WIRED called Dead Rekoning the perfectAI panic movie. The Entity is an Artificial Intelligence that is becoming sentient and threatens to use its all knowing intelligence to control military powers all over the world. Marah Eakin wrote for WIRED earlier this year that it is the ideal paranoia litmus test. Something rises to the level of Big Bad, which is what people are most scared about right now. The Entity must be horrifying for someone like President Biden, who knows that the world over is about brinkmanship. It also begs the question: Did no one watch The Terminator?
As ChatGPT’s first birthday approaches, presents are rolling in for the large language model that rocked the world. President Joe Biden has issued an executive order on safe, secured, and trustworthy development and use of artificial intelligence. And UK prime minister Rishi Sunak threw a party with a cool extinction-of-the-human-race theme, wrapped up with a 28-country agreement (counting the EU as a single country) promising international cooperation to develop AI responsibly. Happy birthday!
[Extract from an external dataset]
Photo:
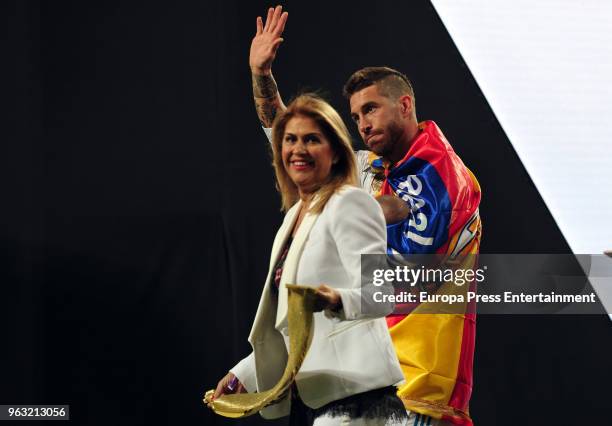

It has been over fifty years since the first credible studies predicted disastrous climate change. Now that the water is lapping at our feet and the heat is making many people homeless, the international order hasn’t stopped the release of carbon dioxide into the atmosphere. The second in line to the presidency is a climate denier. Will the regulation of ITprogress any better?
There is not a firm legal backing for regulations and mandates that may come from the plan, and some executive orders are often overturned by the courts, and Congress is contemplating its own artificial intelligence regulation. Don’t hold your breath, as there is likely to be a government shutdown. Many of Biden’s remedies are dependent on self-regulation by the industry that is under examination, whose big powers had input into the initiative.